Porque se deixou de fazer "problema" do tráfico de droga quando somos o 2º país da Europa que mais droga recebe?

Porque nos tornámos tão indiferentes face ao problema do consumo de droga que o encaramos com tamanha indiferença e naturalidade?

Porque tão facilmente transformamos as vítimas em culpados e ficamos tão incomodados com os toxicodependentes que circulam em nosso redor numa lógica de simples sobrevivência?

Porque não encaramos o problema da toxicodependência como um problema dramático das sociedades em que vivemos?

Porque não há vontade política? Porquê?

Intervenção do BE na Assembleia da República



Ps: No próximo post abordarei o "problema" das casas devolutas, que afinal, mais não são do que "casas de chuto", sem o mínimo de condições higiénico-sanitárias e que existem um pouco por todo o concelho.

2 comentários:

  1. Parabéns, João Martins, pela sua coragem em remar contra a maré...
    É confrangedora a indiferença com que se debate o assunto da toxidependência. A não ser, como vc muito bem refere, seguir o caminho mais fácil: transformar as vítimas em culpados pelo "incómodo" que a presença deles provoca...É que as vítimas são visíveis. Os traficantes até são capazes de serem "boas pessoas"...

    ResponderEliminar
  2. Pois é, João...

    Há certas pessoas que acham sempre que o problema é dos outros, ou que os problemas dos outros só são problemas… quando nos afectam a nós!

    Que interessa se os toxicodependentes morrem por overdose? - «ora, é menos um». Ou se estão atacados por doenças infecto-transmissíveis?- «ora, não vou fazer sexo com eles…». O que interessa é que não me chateiem com a moedinha; o que interessa é que não me risquem o carrinho; o que interessa é que não roubem o telemóvel ao meu filhote…
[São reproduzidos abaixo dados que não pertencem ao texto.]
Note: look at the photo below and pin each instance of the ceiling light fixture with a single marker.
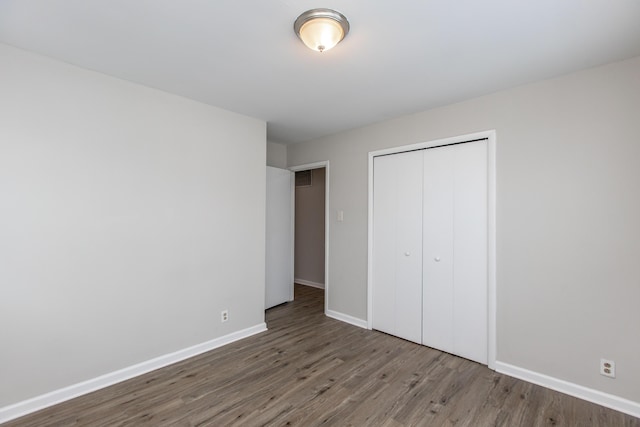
(321, 29)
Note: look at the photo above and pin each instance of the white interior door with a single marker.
(279, 238)
(455, 250)
(397, 245)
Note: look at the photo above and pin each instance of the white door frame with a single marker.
(490, 135)
(316, 165)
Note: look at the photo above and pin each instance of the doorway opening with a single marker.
(311, 226)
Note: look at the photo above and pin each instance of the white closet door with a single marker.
(279, 238)
(470, 251)
(455, 250)
(437, 317)
(397, 245)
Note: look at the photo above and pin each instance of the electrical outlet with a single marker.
(608, 368)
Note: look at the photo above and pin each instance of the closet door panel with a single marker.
(397, 245)
(470, 251)
(438, 299)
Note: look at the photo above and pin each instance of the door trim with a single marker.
(316, 165)
(490, 135)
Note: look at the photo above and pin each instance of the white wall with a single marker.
(568, 204)
(309, 231)
(129, 218)
(276, 155)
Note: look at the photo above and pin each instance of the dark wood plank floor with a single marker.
(310, 370)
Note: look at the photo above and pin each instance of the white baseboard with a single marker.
(309, 283)
(346, 318)
(581, 392)
(37, 403)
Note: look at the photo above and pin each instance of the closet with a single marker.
(429, 275)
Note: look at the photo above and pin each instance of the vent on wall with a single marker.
(304, 178)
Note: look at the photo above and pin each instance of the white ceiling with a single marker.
(401, 56)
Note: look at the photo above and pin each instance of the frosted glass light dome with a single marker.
(321, 29)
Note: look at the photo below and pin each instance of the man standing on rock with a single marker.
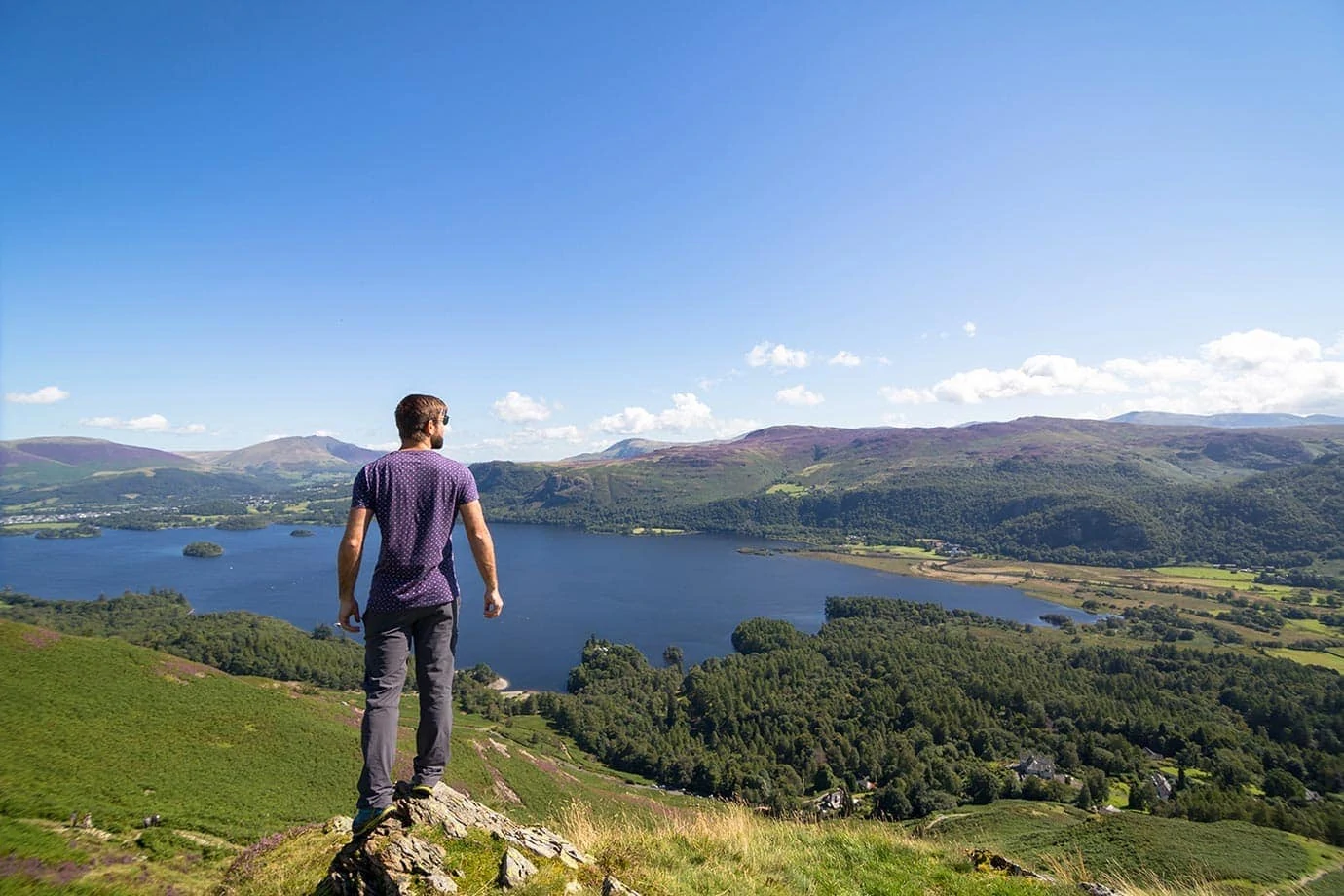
(416, 495)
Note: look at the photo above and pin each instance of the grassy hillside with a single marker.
(243, 772)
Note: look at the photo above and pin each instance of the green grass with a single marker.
(1313, 626)
(1330, 884)
(1213, 574)
(24, 840)
(714, 849)
(103, 727)
(1129, 845)
(1309, 657)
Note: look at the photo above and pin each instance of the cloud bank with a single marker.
(148, 424)
(516, 407)
(46, 395)
(777, 356)
(1252, 371)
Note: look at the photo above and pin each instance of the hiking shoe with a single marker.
(367, 820)
(413, 790)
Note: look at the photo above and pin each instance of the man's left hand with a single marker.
(494, 605)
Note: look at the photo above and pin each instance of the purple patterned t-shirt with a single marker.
(414, 496)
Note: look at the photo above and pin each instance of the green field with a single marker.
(1213, 574)
(120, 732)
(1135, 846)
(1325, 658)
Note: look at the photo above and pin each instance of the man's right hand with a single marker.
(494, 605)
(349, 615)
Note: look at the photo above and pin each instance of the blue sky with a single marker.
(580, 222)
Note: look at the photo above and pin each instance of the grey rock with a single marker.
(612, 887)
(515, 870)
(394, 860)
(1099, 889)
(338, 825)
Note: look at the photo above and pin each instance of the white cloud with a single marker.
(1163, 370)
(777, 356)
(687, 413)
(1254, 371)
(906, 395)
(1039, 375)
(46, 395)
(148, 424)
(799, 396)
(1259, 348)
(534, 435)
(516, 407)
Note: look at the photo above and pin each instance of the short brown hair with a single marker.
(416, 411)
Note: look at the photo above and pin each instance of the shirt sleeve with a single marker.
(359, 496)
(467, 493)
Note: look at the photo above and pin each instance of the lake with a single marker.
(559, 586)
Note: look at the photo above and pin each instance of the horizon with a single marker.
(227, 225)
(446, 449)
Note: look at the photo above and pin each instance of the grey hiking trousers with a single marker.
(389, 638)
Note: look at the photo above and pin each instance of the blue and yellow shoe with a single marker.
(367, 820)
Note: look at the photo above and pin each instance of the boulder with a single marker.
(394, 860)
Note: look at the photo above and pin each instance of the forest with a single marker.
(923, 708)
(934, 708)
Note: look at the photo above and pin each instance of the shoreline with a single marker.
(502, 686)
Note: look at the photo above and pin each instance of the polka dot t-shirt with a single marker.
(414, 498)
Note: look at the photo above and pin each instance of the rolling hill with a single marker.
(296, 454)
(1039, 488)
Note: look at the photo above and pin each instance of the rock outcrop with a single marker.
(395, 859)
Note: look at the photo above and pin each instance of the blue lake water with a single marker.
(559, 586)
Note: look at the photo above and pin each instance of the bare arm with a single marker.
(347, 566)
(483, 549)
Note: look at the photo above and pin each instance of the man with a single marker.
(416, 495)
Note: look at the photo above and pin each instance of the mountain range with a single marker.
(1038, 488)
(54, 461)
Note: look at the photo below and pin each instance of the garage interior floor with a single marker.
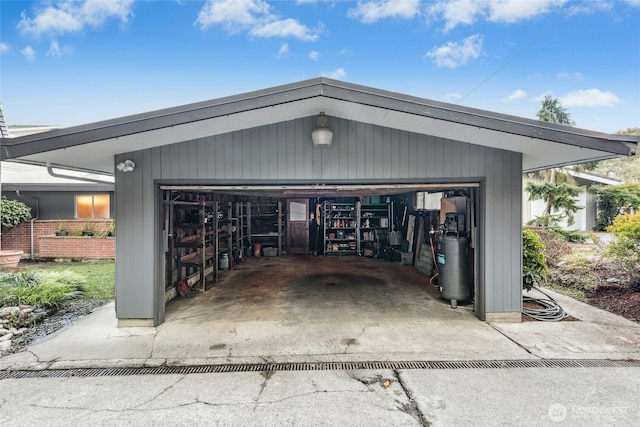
(304, 308)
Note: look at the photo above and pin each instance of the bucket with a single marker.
(257, 249)
(223, 263)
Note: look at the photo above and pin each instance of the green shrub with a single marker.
(534, 265)
(13, 212)
(45, 289)
(626, 246)
(552, 222)
(613, 199)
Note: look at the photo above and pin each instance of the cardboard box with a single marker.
(270, 251)
(406, 258)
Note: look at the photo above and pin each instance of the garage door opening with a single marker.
(208, 231)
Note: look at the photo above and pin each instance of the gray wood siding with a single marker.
(283, 152)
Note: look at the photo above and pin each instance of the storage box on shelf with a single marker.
(194, 241)
(374, 223)
(340, 224)
(265, 224)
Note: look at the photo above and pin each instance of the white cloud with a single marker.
(284, 28)
(233, 14)
(589, 98)
(570, 76)
(466, 12)
(55, 50)
(70, 17)
(453, 55)
(28, 53)
(457, 12)
(373, 11)
(511, 11)
(515, 95)
(283, 52)
(337, 74)
(255, 16)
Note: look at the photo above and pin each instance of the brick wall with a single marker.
(76, 247)
(19, 238)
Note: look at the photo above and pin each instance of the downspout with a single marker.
(33, 220)
(37, 199)
(76, 178)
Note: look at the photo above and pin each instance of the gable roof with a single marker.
(92, 146)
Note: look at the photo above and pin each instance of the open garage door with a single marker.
(211, 229)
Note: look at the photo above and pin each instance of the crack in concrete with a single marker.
(163, 391)
(412, 407)
(353, 341)
(513, 341)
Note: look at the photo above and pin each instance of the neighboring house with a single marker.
(259, 143)
(585, 218)
(54, 196)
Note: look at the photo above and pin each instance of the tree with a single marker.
(558, 197)
(626, 169)
(553, 112)
(13, 212)
(555, 191)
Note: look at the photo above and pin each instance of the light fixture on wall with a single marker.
(126, 166)
(322, 135)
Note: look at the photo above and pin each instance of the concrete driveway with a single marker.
(289, 322)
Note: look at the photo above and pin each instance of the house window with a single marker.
(93, 206)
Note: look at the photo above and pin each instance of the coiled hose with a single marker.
(551, 311)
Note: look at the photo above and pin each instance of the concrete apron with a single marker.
(324, 309)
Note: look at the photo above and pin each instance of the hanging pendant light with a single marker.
(322, 135)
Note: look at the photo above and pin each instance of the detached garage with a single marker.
(203, 187)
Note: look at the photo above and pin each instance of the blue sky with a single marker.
(73, 62)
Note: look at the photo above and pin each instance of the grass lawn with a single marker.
(100, 275)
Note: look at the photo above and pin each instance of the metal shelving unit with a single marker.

    Aos autarcas, é claro, que o problema é outro: é que esses desgraçados não dêem aos forasteiros a imagem de que temos por cá essas situações miseráveis. Sobretudo nesta época dos turistas, o melhor é escorraçá-los para locais discretos, mandar a GNR assustá-los para que não pernoitem nos locais habituais. Olhos que não vêem, coração que não sente!

    Aos “outros políticos”, as preocupações são outras: exibir a sua “consciência cívica” a sua “preocupação social”; ainda que depois, acabem por deixar transparecer as suas verdadeiras angústias: que não lhe risquem o carrinho… porque isso é "um caso de saúde pública"!

    Discutir o problema para encontrar ou sugerir soluções? Era o que faltava! Não há o Instituto da Droga, as Unidades de Prevenção, os CATs e isso tudo? Eles não são pagos para resolver essas coisas? Desde quando é que «eu» tenho de ajudar e sugerir soluções? Se se drogam, se se querem matar, é problema «meu»?

    Discutir «não o "problema" dos toxicodependentes, mas a problemática da toxicodependência»… Isso é lá para os técnicos de saúde, para os psicólogos…

    Por isso não me admiro do que conta; que «o debate foi organizado pelo partido que se diz socialista, mas o público não compareceu. Lamentou-se também o facto da ausência dos "filiados do partido"».

    Meu caro João, vivemos numa época esquisita: num mundo global, todos queremos usufruir das suas benesses; o nosso egoísmo não nos permite ver até que ponto podemos ser de alguma forma, mesmo que ínfima, na superação de problemas.

    Os outros que vão fazendo. A gente… já lá vai!